Water Works: A Gateway Park to the Mississippi River
26/10/2014.
[VIDEO] from Minneapolis Parks Foundation [Minneapolis, MN] USA
metalocus, ÁNGEL BLANCO
metalocus, ÁNGEL BLANCO
The Minneapolis Parks Foundation seeking to reassert a connection a particularly historic section of the Mississippi river, has commissioned the development of a new waterfront park adjacent to St. Anthony Falls. Dubbed ‘Water Works’, the design is being led by SCAPE / landscape architecture and ROGERS PARTNERS architects+urban designers, whom revealed their plans on october 22. The 16,000m² site will feature heritage ruins, wide stretches of local vegetation, bike/pedestrian pathways, a pavilion structure, and a series of flexible landscape ‘rooms’.
History, ecology and recreation are integrated to form a signature riverfront park that uniquely embraces its Minneapolis context. The complexities of the site require a nuanced and balanced approach to expressing the past, accommodating present uses and anticipating future needs. Water has literally shaped the natural and manmade landscapes here and the park design is equally inspired by the historic, water powered milling infrastructure upon which Minneapolis was built and the local bluff geology that formed the St. Anthony Falls.

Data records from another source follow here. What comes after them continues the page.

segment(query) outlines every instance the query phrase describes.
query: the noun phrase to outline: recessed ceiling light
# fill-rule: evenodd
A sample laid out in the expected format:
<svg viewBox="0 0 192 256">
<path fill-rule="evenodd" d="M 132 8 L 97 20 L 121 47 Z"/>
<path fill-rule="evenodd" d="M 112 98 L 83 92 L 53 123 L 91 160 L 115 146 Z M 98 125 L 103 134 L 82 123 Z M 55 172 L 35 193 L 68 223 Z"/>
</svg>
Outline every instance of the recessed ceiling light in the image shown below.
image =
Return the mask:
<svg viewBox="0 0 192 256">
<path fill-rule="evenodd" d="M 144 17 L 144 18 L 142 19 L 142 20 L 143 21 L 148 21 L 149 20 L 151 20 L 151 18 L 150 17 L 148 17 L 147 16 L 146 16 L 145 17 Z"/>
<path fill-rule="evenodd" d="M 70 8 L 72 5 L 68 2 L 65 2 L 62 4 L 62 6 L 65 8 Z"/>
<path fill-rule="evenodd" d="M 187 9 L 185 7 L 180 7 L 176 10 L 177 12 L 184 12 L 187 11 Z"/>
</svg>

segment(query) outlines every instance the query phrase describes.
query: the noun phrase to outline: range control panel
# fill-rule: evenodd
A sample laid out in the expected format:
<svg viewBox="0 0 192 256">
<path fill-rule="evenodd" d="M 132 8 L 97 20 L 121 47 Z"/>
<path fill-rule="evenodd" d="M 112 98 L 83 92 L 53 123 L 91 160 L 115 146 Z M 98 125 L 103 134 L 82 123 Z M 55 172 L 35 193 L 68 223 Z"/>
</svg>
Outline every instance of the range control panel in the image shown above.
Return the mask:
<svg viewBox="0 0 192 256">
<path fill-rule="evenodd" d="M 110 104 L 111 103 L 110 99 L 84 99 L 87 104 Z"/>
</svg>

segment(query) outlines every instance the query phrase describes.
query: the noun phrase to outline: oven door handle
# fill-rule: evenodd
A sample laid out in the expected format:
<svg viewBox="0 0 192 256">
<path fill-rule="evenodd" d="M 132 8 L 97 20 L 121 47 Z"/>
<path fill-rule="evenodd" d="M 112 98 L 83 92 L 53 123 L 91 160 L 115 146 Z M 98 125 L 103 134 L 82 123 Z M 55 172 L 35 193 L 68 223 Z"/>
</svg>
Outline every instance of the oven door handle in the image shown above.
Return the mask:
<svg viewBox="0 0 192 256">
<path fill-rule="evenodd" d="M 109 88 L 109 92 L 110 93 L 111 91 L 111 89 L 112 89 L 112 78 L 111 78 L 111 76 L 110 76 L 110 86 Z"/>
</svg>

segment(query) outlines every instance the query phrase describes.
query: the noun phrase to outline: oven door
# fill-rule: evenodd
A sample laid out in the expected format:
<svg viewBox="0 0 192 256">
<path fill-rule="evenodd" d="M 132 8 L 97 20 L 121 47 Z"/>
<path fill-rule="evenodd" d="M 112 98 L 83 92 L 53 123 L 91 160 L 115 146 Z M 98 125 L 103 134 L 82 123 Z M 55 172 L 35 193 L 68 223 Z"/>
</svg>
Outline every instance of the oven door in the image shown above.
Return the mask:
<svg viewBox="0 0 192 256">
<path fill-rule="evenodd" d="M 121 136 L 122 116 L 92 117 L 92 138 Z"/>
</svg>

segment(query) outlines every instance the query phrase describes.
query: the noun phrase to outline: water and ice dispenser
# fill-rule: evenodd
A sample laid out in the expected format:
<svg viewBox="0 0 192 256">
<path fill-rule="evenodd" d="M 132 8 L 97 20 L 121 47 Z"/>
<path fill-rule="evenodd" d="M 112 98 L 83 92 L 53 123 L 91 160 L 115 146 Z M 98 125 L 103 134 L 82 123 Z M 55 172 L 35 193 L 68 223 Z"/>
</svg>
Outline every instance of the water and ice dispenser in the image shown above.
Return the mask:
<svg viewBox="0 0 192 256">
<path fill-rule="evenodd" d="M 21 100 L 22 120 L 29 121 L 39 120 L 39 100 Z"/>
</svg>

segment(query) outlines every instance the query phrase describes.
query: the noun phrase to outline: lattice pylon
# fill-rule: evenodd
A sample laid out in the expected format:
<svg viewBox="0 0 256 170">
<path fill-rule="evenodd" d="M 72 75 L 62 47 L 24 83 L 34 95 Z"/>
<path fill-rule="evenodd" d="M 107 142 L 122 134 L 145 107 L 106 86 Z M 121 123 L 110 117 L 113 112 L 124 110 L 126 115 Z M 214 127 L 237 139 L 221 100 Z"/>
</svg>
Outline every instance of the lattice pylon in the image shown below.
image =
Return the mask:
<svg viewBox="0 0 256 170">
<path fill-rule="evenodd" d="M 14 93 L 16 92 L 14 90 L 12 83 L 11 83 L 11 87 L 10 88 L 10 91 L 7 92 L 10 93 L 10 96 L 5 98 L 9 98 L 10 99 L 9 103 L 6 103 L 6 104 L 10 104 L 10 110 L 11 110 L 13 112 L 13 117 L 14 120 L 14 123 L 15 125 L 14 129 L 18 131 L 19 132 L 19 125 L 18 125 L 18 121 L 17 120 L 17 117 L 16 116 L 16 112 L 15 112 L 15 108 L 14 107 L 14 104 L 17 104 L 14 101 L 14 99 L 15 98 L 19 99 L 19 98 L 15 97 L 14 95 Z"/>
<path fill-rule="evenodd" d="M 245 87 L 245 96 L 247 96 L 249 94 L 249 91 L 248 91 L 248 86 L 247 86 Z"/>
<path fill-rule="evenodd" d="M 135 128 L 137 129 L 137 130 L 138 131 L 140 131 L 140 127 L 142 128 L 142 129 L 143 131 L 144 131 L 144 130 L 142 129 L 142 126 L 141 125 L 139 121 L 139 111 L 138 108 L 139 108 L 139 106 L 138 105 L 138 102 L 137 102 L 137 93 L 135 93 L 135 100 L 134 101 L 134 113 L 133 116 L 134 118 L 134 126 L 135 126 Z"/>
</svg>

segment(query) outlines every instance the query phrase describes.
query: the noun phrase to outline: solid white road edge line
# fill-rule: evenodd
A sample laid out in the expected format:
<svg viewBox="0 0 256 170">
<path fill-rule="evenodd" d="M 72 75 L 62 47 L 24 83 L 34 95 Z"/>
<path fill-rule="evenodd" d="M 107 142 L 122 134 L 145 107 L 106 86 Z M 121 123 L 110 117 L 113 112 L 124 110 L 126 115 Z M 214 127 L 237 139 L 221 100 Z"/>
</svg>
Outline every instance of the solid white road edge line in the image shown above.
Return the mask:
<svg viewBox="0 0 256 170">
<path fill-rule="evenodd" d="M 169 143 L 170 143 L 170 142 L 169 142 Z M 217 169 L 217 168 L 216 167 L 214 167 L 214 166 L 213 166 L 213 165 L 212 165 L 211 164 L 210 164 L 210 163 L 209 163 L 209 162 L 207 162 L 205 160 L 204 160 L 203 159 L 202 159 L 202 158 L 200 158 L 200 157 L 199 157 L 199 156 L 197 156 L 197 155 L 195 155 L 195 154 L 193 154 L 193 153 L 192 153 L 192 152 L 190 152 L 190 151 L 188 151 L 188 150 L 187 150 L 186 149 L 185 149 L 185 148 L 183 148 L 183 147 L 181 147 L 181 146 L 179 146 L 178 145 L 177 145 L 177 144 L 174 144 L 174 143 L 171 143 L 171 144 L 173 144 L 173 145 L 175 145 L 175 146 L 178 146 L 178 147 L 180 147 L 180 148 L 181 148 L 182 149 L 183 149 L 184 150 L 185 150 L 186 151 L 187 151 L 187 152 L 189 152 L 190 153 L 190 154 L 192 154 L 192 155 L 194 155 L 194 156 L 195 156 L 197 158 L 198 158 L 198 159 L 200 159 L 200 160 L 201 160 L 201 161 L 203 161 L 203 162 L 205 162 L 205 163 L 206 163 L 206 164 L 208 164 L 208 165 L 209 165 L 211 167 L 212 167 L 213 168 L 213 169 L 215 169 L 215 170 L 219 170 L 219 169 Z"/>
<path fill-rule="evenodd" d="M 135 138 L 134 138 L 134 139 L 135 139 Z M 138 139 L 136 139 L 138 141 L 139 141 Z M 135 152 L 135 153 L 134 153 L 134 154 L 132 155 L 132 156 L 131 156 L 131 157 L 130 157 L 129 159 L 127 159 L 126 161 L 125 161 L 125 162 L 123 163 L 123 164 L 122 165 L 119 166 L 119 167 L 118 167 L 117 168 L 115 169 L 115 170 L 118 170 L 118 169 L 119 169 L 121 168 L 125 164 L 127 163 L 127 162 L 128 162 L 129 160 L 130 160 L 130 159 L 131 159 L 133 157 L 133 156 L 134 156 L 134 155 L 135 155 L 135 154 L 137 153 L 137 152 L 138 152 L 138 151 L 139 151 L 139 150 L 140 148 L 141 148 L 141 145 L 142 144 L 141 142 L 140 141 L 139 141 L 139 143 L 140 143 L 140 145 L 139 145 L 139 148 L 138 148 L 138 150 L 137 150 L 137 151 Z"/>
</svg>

The proposal is a composite of three distinct zones, each defined by an interpretation of historic resources, expression of native ecology and geology and resolves extant circulation conflicts. Along with a strategic use of architecture, occupiable, terraced bluffs make critical topographic connections within the park and beyond to its surroundings. These unique features coalesce to structure a park that could only exist in Minneapolis.
ROGERS PARTNERS was founded in August 2013 by Rob Rogers, former partner of the eponymous Rogers Marvel Architects (RMA). For more than 20 years, with partner Jonathan Marvel, Rob led the firm to wide success with award winning residential, educational, cultural and open space projects. RMA received the coveted Medal of Honor award from the AIA’s New York City chapter, a testament to the firm’s contribution to architecture in the New York region: “For their steadfast commitment to design excellence on all scales ranging from furniture to building to planning and landscape. This innovative and energetic practice combines a strong conceptual framework with a tireless attention to context, detail, and construction.
SCAPE is a New York City-based landscape architecture firm co-founded by Kate Orff, who is also Assistant Professor at the Columbia University Graduate School of Architecture, Planning and Preservation and co-author of Petrochemical America (Aperture Foundation 2012). The firm has completed projects in Brooklyn, NY, Greenville, SC, and Dublin, Ireland.
Kate Orff is a registered landscape architect and the founding principal of SCAPE, a landscape architecture and urban design office based in Manhattan. After graduating from the University of Virginia with Distinction, Kate earned a Master in Landscape Architecture from the Graduate School of Design at Harvard. In 1996, she was a member of small research group focused on the urbanization of Pearl River Delta, led by architect Rem Koolhaas, which became the first case study in the internationally recognized Harvard Project on the City. Kate later worked for the planning and landscape architecture firm Hargreaves Associates and for OMA/AMO.
Kate is also an Associate Professor at the Columbia University Graduate School of Architecture, Planning and Preservation, where she teaches graduate design studios and interdisciplinary seminars focused on sustainable development, biodiversity, and community-based change. She is the co-author of Petrochemical America (Aperture Foundation, 2012) and co-editor of Gateway: Visions for an Urban National Park (Princeton, 2011). Her essays have appeared in The Great Leap Forward, Waterfront Visions, Volume, Land Forum, and other books and journals. Kate was named a United States Artist in 2012, a National Academician in 2013, one of “50 for the Future of Design” by H&G, a Dwell Magazine “Design Leader” and was featured in “Front Runners: 25 Young Designers Leading The Pack” by Azure Magazine. She lectures widely in the U.S. and abroad on the topic of urban landscape and new paradigms of thinking, collaborating and designing for the anthropocene era.
Her work has been cited in publications such as the New Yorker, National Geographic, the Economist, the New York Times, and New York Magazine, in addition to architecture and planning publications such as Metropolis, Dwell, Azure, Landscape Architecture Magazine, LA China, and many others. She has been interviewed on National Public Radio, NY1, Bloomberg News, and the Brian Lehrer Show.